でも…平均的な体力の私は、もうそろそろ限界が近づいてきてしまった。
「おい清本!走るスピードが落ちてきてるぞ!?」
「ひー!すみません!もう結構限界です~‼‼」
「あきらめるな~!気持ちを強く持て~‼‼」
穂村さんはそんな熱い言葉で私を励まそうとするが、限界なものは限界!
「清本、もう少し頑張れ!あそこの曲がり角に行くぞ!あの玉もさすがにこのスピードじゃ急になんて曲がれねえだろ!」
私は穂村さんの指さす方を見る。
確かに曲がり角がある。
イチかバチか、穂村さんの意見に乗るしかない!
「はい!分かりました!がんばりますぅ~!」
私はちぎれんばかりの足をこれでもかと動かした。
そして例の曲がり角へ。
どうか、こっちの方へ来ませんように!
そう思いながら私たちは曲がり角の少し奥の方へ行く。
物凄い勢いで巨大な玉(もはやあれって玉なの?とげとげがあったし)はまっすぐに通り過ぎて行った。
「「た、助かったぁ…」」
私と穂村さんは腰を抜かしながらそう言った。
「清本、お前よく頑張ったな…」
「いえ…。たぶん、穂村さんの励ましの言葉がなかったら私、潰れてたと思います…」
私がそう言うと、穂村さんはくすっと笑う。
「まあ、お互い潰れなくてよかった。次へ進むとしようぜ」
「はい、そうですね。行きましょう!」
と勢いよく行こうとしたが、穂村さんは座り込んだままだ。
「…あれ?穂村さん?どうしたんですか??」
私がそう聞くと、穂村さんは少し顔を赤くする。
「すまねぇ…。足腰に力、まだ入ってこねぇわ…。

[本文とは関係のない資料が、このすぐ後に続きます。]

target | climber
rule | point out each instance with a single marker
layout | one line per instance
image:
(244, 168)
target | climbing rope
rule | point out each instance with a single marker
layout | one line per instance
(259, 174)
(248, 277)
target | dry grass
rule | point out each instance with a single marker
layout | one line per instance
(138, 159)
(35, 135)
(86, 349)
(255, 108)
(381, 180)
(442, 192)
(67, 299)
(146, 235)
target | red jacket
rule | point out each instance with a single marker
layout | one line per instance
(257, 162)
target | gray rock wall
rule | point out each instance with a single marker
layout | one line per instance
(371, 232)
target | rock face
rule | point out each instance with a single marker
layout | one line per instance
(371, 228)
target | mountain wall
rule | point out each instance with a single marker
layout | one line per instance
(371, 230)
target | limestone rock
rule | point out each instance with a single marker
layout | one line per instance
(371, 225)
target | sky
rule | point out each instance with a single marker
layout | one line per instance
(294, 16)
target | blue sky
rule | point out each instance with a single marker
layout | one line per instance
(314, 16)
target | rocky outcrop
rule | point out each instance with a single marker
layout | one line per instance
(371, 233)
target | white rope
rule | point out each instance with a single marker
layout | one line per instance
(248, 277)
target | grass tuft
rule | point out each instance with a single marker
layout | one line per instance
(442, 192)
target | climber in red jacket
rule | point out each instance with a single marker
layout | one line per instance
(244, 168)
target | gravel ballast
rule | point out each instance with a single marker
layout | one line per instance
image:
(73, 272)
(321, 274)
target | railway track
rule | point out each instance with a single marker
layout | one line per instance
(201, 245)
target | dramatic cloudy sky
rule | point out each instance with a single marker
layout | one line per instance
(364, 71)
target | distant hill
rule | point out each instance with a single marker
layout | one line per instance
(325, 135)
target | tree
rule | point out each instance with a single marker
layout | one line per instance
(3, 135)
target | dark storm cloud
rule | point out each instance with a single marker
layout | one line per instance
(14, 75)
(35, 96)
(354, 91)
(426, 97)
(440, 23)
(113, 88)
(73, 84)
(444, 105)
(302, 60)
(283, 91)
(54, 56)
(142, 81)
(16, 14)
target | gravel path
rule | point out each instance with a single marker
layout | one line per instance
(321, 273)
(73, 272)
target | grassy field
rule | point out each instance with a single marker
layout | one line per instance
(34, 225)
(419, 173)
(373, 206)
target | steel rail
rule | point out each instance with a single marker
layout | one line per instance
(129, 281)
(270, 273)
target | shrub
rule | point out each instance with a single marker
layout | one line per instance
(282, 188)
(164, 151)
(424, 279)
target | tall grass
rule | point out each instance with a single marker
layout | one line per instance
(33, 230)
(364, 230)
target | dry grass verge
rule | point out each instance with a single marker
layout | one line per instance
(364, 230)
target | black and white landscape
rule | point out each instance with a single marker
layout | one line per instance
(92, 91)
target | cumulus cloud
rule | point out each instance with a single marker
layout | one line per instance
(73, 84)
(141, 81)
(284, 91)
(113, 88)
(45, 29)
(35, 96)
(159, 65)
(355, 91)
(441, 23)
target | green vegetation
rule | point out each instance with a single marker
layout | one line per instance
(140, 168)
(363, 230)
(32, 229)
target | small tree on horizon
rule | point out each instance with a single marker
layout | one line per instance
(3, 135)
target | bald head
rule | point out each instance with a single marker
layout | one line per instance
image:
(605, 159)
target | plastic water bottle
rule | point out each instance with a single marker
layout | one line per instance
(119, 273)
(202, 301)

持ち上げてくんね?」
「わ、わかりました!」
私は穂村さんの手を取って引き上げる。
男性だからか重いけど、なんとか引き上げた。
「ありがとう、助かったわ」
穂村さんの顔はもとの色に戻ったが、耳元だけはまだ赤かった。
「さっきの…ほかのやつらには言うなよ」
まだ耳元を赤くしながら穂村さんはそう言った。
「はい、もちろん言いません。…というかたぶん言えない」
「お前が話の分かるやつでよかった…」
安堵の表情を見せる穂村さん。
ああ、きっとこの人周りに振り回されることが多くて苦労が多い人なんだろうな…。